Secular Surge: A New Fault Line in American Politics, David E. Campbell, Geoffrey C. Layman and John C. Green (Cambridge University Press). The largest “religious” group in the United States is the “nones” — those with no religious affiliation — and it’s growing. That secular surge “has the capacity for deepening an existing political fault line in American politics between Religionists and Secularists,” write Campbell, the Packey Dee Professor of American Democracy; Layman, a professor of political science; and Green, a professor at the University of Akron. Drawing heavily on original research, Secular Surge explores the political causes and potential consequences of this shift in our national identity.
UNgrading: Why Rating Students Undermines Learning (and What to Do Instead), Susan D. Blum (West Virginia University Press). Would students learn more and retain knowledge better if they weren’t forced to vie for grades? In UNgrading — edited by Blum, a professor of anthropology — 15 educators write about their own experiences of going gradeless. Based on detailed research, the volume describes how teachers who want to try a gradeless approach might proceed, outlining the challenges they’re likely to encounter and the rewards they might discover.

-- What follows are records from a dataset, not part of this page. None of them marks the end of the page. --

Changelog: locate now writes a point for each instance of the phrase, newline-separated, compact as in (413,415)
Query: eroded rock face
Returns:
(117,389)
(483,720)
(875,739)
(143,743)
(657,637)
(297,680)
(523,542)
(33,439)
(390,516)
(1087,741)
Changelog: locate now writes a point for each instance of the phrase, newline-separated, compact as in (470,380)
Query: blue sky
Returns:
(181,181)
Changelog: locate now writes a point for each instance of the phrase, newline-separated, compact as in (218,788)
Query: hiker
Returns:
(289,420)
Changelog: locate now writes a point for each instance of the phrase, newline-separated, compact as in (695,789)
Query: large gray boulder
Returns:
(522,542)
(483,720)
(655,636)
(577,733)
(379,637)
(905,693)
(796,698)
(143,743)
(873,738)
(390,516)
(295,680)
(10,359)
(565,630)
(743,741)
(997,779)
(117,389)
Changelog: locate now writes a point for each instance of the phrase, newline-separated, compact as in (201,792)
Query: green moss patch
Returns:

Black Gold and Blackmail: Oil and Great Power Politics, Rosemary A. Kelanic (Cornell University Press). From the 1941 Japanese attack on Pearl Harbor (partly spurred by an oil embargo) to the oil crises of the 1970s to today, petroleum has long been an object of international intrigue. Focusing on oil’s coercive potential, Kelanic, an assistant professor of political science, explains why great powers have long feared dependence on imported oil, adopting different strategies to reduce their vulnerability while protecting their access from possible disruptions.